A commonly asked question by folks that are deploying their first Docker containers into production is, “How should I get application configuration into my Docker container?” The configuration in question could be settings like the number of worker processes for a web service to run with, JVM max heap size, or the connection string for a database. The reality is that there are several standard ways to do this, each with their own pros and cons.
The ~3.5 Ways to Send Configuration to your Dockerized Apps
1. Baking the Configuration into the Container
Baking your application’s configuration into a Docker image is perhaps the easiest pattern to understand.

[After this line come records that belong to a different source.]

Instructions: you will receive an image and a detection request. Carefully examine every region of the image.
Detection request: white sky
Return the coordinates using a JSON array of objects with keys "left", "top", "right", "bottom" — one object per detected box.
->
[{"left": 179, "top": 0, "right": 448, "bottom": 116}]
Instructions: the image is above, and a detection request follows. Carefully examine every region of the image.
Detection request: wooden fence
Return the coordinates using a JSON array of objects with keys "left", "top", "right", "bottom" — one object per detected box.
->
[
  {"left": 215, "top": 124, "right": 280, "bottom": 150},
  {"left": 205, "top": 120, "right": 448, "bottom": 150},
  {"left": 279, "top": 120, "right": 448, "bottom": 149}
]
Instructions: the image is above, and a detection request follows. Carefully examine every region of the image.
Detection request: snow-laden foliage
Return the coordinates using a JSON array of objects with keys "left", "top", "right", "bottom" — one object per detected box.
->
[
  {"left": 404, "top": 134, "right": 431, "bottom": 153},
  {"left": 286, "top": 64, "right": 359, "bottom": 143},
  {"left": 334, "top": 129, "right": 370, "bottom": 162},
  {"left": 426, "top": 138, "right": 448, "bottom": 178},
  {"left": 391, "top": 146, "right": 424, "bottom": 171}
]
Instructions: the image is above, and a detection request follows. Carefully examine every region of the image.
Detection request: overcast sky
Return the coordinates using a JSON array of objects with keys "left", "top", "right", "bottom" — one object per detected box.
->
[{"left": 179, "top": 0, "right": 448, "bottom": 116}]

Basically one can use commands within the “Dockerfile” to drop configuration files into the right places via the Dockerfile’s COPY directive, or modify those configuration files at image build time with “sed” or ”echo” via the RUN command.
If there’s a container available on the Docker Hub Registry that does everything you want save for one or two config settings, you could fork that “Dockerfile” on GitHub, make modifications to the “Dockerfile” in your GitHub fork to drop in whatever configuration changes you want, then add it as a new container on the Docker Hub Registry.
That is what I did for:
- https://github.com/tehranian/docker-atlassian-jira
- https://registry.hub.docker.com/u/tehranian/docker-atlassian-jira
Pros:
- You get parity between development & production environments because they will both be using the same configuration that is static within the container image.
Cons:
- Since the configuration is baked into the image, any future configuration changes will require additional modifications to the image’s build file (its “Dockerfile”) and a new build of the container image itself.
2a. Setting the Application Configuration Dynamically via Environment Variables
This is a commonly-used pattern for images on the Docker Hub Registry. For an example, see the environment variables “POSTGRES_USER” and “POSTGRES_PASSWORD” for the official PostgreSQL Docker image.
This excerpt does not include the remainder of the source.